This is where the industry’s opportunity lies. We don’t need to dumb wine down, after all consumers can fully understand the difference between extra virgin, cold-pressed olive oil and a cheap supermarket blend, or why you’d use Maldon sea salt instead of table salt. Instead wine needs to become more emotionally intelligent.
We need to shift the conversation from what to pair with, to why
We need to shift the conversation from what to pair with, to why. Using the olive oil example, consumers might not know every detail about polyphenols or processing methods, but they get that one is for finishing and one is for frying. It’s about function, feel and intention and wine should be the same.

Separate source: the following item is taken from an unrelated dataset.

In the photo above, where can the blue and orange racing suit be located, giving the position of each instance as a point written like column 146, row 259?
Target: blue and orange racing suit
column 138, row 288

When we speak to tone rather than ingredients, mood rather than menu, we allow wine to re-enter everyday life in a way that feels natural and effortless. This isn’t just good for the consumer, it’s a win for the industry too because this is a demographic that wants to enjoy wine. They’re already engaging, just look at the number of followers that wine communicators have on social media, but not if it means memorising flavour wheels or being shamed for liking Prosecco with Pringles.
If we stop gatekeeping wine through the lens of ‘proper food’, we open the door to a whole new wave of drinkers. Not because they don’t love wine, but because no one told them they were allowed to love it like this.
So no, potato waffles might not be the apex of gastronomy, but they represent something meaningful; an invitation for all wine lovers to take a seat at the table, or on the sofa or the bean bag. If we can embrace that, not as a compromise but as a cultural reality we can future-proof the wine industry for the next generation of fridge-raiders, snack-board stylists and culinary rebels.